Выбрать главу

Сумароков не только получил громадное состояние, но и прелестную жену, и красивую, и с мягким характером, благодаря которому никто ничего худого про нее никогда не говорил. В Москве они жили в Юсуповском доме около Красных Ворот, не видном с улицы, но одном из напоминающих старую Москву, и внутри отделанном в русском стиле. Был я в нем два или три раза, раз на большом балу — более элегантном, чем великокняжеские. Другой дом, где я был тоже всего два раза, был дом княгини Мещерской. Муж ее, князь Н. П. Мещерский, брат известного правого журналиста (о котором в семье, впрочем, избегали говорить и которого явно стыдились), был раньше помощником попечителя Московского учебного округа, но когда я был у них в доме, он был уже хронически болен, и никому не показывался. Старая княгиня, рожденная графиня Панина, унаследовала от отца известное имение Дугино, в котором сохранялись все архивы Паниных, и, в частности, известного инициатора заговора против Павла I, сосланного туда еще этим императором и оставленного там и при Александре I.

В старом, но нарядном доме Мещерских на Никитской, недалеко от Университета, еще оставались две незамужние дочери, для которых и делались приемы. Одна из них была уже невестой барона Оффенберга, а младшая вышла позднее замуж за графа П. Н. Игнатьева, известного дореволюционного министра народного просвещения. Меня судьба свела через год также с двумя старшими дочерьми княгини — тоже княгинями — Васильчиковой и Голицыной, о которых мне еще много придется говорить дальше и у которых я встречал потом и обоих их братьев. Таким образом, мне пришлось познакомиться со всей это многочисленной семьей.

В Москве в эти месяцы я часто встречался с группой молодежи, проводившей свободное время, в общем, довольно беспутно. Как-то мне пришлось с одним из них, артиллеристом князем Гагариным, возвращаясь из Яра или Стрельны, попасть на «Балканы» в два известных трактира — в «Молдавию» и к «Капкову». Здесь якобы цыгане делили свой ночной заработок и сюда приезжали также те любители цыганского пения, которым было недостаточно того, что они слышали в кабинетах больших ресторанов. «Молдавия» и «Капков» были трактирами для извозчиков, и в обоих их было по одной отдельной комнате, «кабинету», как их называли, где цыгане пели, а слушавшие их могли, кроме водки и соленых огурцов, получить шампанское и поджаренный миндаль.

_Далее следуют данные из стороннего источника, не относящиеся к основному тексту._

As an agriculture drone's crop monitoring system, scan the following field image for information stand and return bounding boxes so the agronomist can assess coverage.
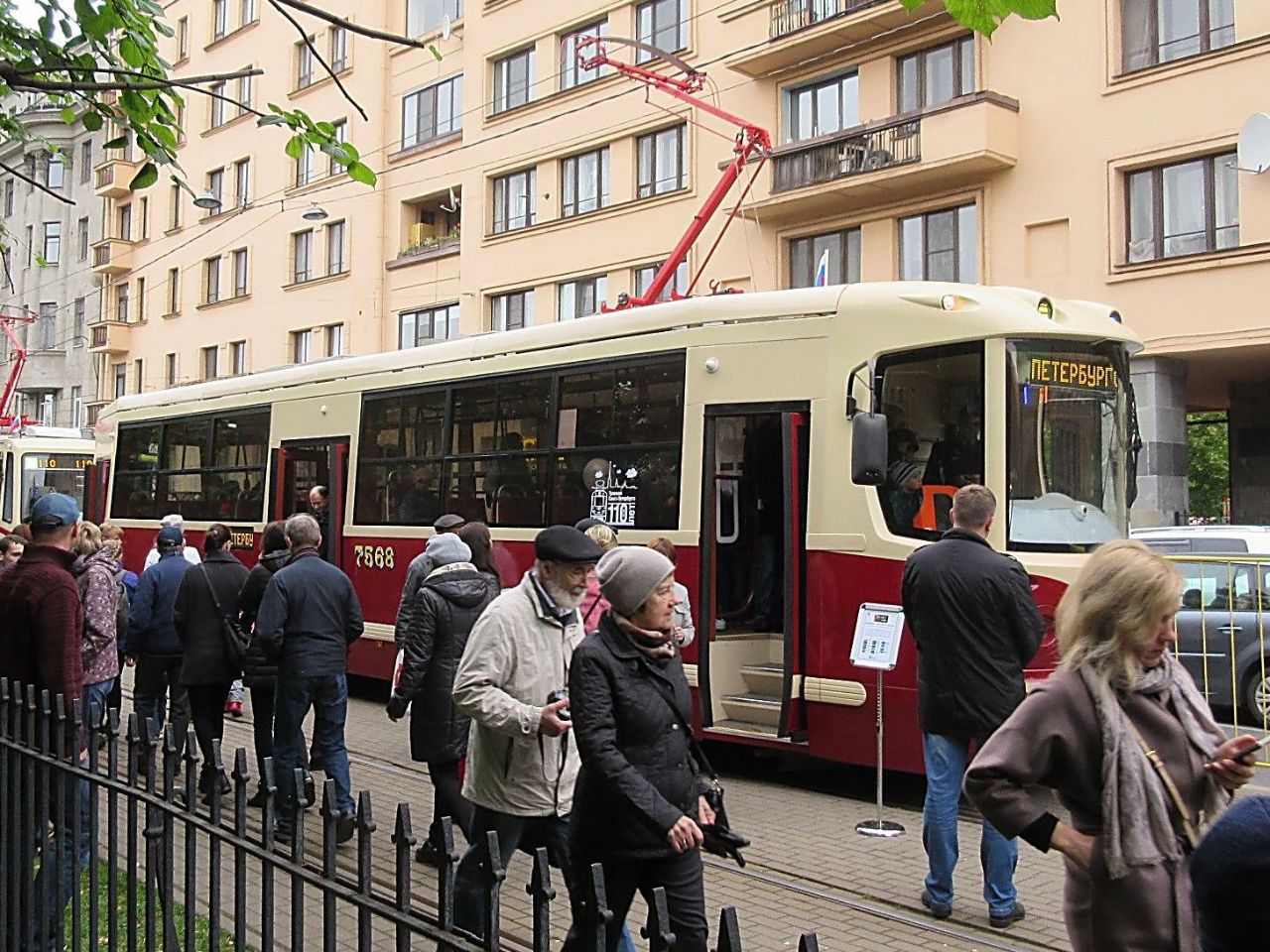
[851,602,904,838]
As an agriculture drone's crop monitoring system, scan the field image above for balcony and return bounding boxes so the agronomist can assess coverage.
[725,0,936,76]
[758,92,1019,221]
[92,159,141,198]
[87,321,132,354]
[92,239,135,277]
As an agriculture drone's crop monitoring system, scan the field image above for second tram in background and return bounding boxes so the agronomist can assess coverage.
[95,283,1138,771]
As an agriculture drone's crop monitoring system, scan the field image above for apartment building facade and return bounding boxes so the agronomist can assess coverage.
[0,94,104,426]
[73,0,1270,525]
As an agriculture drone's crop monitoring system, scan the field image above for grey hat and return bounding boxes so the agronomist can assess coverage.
[427,532,472,568]
[595,545,675,617]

Картина, в общем, была очень своеобразная своею смесью бедноты и безграничного швыряния денег. В Петербурге ничего подобного этому я никогда не видел.

С наступлением Великого Поста жизнь в Москве затихала и кроме маленьких собраний у некоторых моих новых знакомых, делать по вечерам вновь стало нечего. В это время как раз переменилось отношение ко мне Посникова; мои шаблонные «заключения» о направлении жандармских дознаний, в течение полугода проходившие без сучка и задоринки, стали возвращаться от Посникова совершенно переделанными, и вообще он показывал свое недовольство мною. В это время через Москву проезжал мой отец, и я попросил его зайти к Посникову и выяснить в чем дело. Оказался я виновным в проступках, о который я не имел до тех пор ни малейшего представления, и главным из коих было, что на балу у великого князя я не танцевал с племянницей Посникова — Варженевской, поэтессой и милой девушкой, но дурной, как смертный грех. Ни один из этих проступков отношения к службе не имел, и в худшем случае проявил я в них только легкомыслие. Вероятно, если бы я пошел извиниться к Посникову, он преложил бы гнев на милость, но я этого не хотел, отец был согласен со мной, а кроме того в Петербурге жила семья, в которой я встретил мое первое увлечение.

Служба в Москве мне поэтому более не улыбалась, и я решил вернуться в Петербург, где меня причислили к Государственной Канцелярии. Это было учреждение, вырабатывавшее главным образом прекрасных редакторов официальных текстов, ибо на них лежало составление журналов заседаний департаментов Государственного Совета и различных при нем комиссий. Надлежало точно и кратко излагать мысли говоривших в этих заседаниях (иногда более ясно даже, чем они были высказаны) и затем столь же точно изложить мысли, на коих было основано решение. При разногласии следовало беспристрастно и точно изложить оба мнения (Государь мог утвердить любое из этих мнений, которое и становилось законом). Чины канцелярии составляли часто и справки по обсуждавшимся в Государственном Совете делам, и надлежало делать их тщательно и умело, ибо среди членов его были наряду с уже мало на что способными стариками, люди большого опыта и знаний.